For $25,000, several companies became "exclusive" sponsors, meaning their goods or services are not duplicated by others in the same category. Among these are the Grand Prix Assn. of Long Beach, Memorial Medical Center, Ralph's Grocery Co., Century 21-Action!, Shoreline Village and Los Angeles radio station KBIG.
And somewhat smaller donors formed the "group" category whose contributions ranged from $22,000 from the Hyatt Regency hotel, to $525 from Maison de France, a small French restaurant downtown. (The Long Beach Press-Telegram is a major sponsor, with a $100,000 contribution; the Los Angeles Times is a group sponsor, with a $10,000 contribution.)

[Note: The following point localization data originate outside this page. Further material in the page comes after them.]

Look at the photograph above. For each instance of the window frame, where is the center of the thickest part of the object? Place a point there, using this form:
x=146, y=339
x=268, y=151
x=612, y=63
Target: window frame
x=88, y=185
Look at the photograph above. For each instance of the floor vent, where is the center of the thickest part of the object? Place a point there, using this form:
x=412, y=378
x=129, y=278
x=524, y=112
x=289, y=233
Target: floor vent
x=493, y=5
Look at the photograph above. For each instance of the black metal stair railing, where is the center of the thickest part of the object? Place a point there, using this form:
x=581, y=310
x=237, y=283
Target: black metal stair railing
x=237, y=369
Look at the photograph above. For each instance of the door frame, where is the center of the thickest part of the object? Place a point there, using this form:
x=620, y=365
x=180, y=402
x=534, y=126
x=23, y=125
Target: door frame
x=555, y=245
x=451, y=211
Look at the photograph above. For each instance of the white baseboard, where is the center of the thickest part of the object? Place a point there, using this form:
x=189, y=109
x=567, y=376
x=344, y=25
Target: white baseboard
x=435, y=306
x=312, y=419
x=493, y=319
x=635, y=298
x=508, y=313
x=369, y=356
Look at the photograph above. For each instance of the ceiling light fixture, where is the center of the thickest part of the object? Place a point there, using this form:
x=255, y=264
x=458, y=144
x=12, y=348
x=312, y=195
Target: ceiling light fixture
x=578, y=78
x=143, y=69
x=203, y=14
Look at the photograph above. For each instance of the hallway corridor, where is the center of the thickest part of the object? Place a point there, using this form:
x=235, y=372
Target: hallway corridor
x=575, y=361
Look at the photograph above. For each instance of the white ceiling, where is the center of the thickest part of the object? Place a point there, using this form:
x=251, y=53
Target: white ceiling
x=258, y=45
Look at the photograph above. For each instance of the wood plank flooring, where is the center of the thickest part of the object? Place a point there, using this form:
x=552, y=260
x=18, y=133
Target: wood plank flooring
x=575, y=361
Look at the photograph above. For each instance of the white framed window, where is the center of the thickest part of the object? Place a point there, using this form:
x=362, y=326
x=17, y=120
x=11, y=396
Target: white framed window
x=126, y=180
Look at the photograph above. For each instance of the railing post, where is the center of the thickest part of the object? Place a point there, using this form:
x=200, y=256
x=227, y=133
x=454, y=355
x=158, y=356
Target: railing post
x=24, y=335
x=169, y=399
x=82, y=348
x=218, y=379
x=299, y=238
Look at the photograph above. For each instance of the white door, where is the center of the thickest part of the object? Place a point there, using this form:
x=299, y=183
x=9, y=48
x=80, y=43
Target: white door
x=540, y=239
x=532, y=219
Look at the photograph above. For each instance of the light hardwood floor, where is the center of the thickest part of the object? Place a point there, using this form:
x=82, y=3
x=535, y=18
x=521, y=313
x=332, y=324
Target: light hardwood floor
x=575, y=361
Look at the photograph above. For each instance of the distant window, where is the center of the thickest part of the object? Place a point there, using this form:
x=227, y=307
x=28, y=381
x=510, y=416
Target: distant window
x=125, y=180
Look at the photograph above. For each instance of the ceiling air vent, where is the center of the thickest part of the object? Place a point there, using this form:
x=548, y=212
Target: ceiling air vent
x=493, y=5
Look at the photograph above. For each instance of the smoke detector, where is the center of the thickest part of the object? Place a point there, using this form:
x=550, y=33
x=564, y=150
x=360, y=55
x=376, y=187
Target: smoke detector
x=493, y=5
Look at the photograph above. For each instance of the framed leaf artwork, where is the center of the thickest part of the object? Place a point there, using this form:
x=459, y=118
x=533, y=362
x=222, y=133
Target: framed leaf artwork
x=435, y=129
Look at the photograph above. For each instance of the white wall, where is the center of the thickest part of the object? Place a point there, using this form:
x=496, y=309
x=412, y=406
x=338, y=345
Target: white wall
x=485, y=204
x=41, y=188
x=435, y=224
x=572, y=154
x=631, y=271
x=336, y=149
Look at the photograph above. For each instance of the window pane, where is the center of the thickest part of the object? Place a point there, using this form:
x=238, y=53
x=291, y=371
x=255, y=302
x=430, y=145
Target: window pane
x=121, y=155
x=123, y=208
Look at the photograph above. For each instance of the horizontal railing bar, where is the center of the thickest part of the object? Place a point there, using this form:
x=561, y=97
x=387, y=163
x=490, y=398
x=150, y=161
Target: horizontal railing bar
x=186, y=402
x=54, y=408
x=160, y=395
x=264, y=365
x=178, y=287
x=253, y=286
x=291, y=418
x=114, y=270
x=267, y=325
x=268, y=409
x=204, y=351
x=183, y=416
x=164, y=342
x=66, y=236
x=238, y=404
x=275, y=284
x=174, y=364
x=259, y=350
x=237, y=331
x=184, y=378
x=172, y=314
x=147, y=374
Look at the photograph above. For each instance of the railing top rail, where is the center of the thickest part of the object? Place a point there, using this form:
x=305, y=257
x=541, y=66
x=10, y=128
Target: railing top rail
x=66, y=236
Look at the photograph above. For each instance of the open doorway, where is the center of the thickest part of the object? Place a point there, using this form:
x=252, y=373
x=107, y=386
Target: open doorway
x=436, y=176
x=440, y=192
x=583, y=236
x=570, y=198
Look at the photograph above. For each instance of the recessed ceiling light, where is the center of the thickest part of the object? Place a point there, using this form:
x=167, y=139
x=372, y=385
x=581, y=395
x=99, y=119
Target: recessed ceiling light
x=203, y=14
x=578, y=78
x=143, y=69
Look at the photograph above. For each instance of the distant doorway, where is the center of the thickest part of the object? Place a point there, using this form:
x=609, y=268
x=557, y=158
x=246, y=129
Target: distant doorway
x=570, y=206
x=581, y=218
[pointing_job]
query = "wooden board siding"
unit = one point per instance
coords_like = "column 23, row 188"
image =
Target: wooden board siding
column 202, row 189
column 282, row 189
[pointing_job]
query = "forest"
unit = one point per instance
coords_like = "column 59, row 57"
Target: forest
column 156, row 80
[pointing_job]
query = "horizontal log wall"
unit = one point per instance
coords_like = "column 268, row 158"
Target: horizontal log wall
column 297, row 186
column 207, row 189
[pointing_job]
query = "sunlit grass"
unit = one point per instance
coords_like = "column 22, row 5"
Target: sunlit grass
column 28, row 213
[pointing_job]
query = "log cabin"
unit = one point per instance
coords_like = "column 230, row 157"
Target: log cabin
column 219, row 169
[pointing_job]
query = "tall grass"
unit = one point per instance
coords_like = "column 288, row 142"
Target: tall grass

In return for their contributions, the businesses get the sanctioned use of the centennial logo, widespread mention in the event's considerable publicity blitz and participation in something loosely referred to by those involved as networking.
"Networking is important to most businesses," said Fortune Pritchard, co-owner of Flowers by Vickie, which has pledged $5,000 worth of floral services to the centennial celebration. "People see your work and see your name and you've sold yourself."